Ageing & Longevity of Coating
When dealing with polymeric insulating materials, ageing is always a central issue and composite insulators have been used long enough to give some basic indications based on field experience. According to engineers at Sediver, utility maintenance crews sometimes have to replace composite insulators after about 15 to 20 years of service (and in certain situations even less depending on product or environment). The principal area of weakness in the case of certain designs comes from possible erosion of the rubber housing and seals which are essential to prevent exposure of the core to moisture ingress.
Coating applied to a toughened glass insulator is fundamentally different from the basic design of composite insulators. While clearly looking for a material that offers the best erosion resistance, even should a coating become eroded or damaged, the integrity of the insulator is never at risk, i.e. whatever may happen to the coating does not compromise the inherent properties of toughened glass, which still performs no different from a non-coated insulator. R&D work in this field by Sediver has therefore been focused on three aspects of coatings:
• Erosion resistance
• Hydrophobicity evolution under various stress conditions
• Performance under pollution
Several ageing tests have been established or are being developed to better understand the behavior of coatings under diverse environmental conditions. For example, long term AC and DC tests in chambers containing clean or salt fog at various stress levels and different regimes have been running continuously at the Saint Yorre R&D ageing laboratory. Particular attention has been given to trying to ensure the best correlation between test results and actual field experience. In fact, one of the main findings from the different methodologies tested is how difficult it is to duplicate real conditions using short-term laboratory procedures. For this reason, several strings of coated glass insulators have been installed at outdoor test stations selected because of their challenging environmental conditions. The target here has been not only to develop more knowledge but also to verify the consistency of results obtained versus those from laboratory testing.
Establishing the proper balance between erosion resistance and hydrophobicity has been approached through a novel philosophy that aims to combine Hydrophobicity Classification from IEC TS62073 with an internally developed erosion class chart, designated Sediver’s CE classification. While initially only used internally, this classification system is now starting to be adopted elsewhere since it provides a relatively accurate measure of the dynamics between these key performance parameters.
Hydrophobic properties of alternative coatings are evaluated both through test results and observations made in the field.

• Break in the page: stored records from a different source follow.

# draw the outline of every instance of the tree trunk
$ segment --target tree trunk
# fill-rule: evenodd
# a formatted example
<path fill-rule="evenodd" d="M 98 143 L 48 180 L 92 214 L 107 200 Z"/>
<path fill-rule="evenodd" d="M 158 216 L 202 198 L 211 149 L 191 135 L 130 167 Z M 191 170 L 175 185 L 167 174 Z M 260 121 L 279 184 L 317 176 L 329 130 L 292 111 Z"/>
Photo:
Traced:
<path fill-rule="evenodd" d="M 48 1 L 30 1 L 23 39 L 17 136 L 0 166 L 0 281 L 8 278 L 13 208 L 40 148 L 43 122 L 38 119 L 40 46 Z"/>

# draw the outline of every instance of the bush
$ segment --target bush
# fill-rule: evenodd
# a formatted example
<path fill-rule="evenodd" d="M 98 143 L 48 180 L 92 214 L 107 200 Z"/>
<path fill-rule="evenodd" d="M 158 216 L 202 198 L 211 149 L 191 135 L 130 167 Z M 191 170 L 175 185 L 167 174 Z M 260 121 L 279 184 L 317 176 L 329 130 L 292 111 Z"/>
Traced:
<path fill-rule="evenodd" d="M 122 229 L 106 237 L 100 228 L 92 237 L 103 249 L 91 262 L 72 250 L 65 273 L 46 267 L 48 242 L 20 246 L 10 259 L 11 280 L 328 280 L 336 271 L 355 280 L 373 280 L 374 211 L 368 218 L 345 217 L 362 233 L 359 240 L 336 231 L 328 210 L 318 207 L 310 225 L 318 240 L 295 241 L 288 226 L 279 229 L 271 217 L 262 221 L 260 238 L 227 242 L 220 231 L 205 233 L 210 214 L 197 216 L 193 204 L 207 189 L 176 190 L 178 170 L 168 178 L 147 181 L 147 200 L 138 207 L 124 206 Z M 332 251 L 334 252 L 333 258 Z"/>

It should be noted that findings have to be viewed with some caution given the wide possible diversity among severe service environments, e.g. from the deserts of Peru to the coastlines of Sicily. Similarly, behavior under AC or DC has to be analyzed with regard to the specific implied stresses. Such information has been accumulated for almost 20 years and over the past decade a monitoring program covering over a million coated glass discs has been in force. This has included yearly evaluations of samples removed from lines.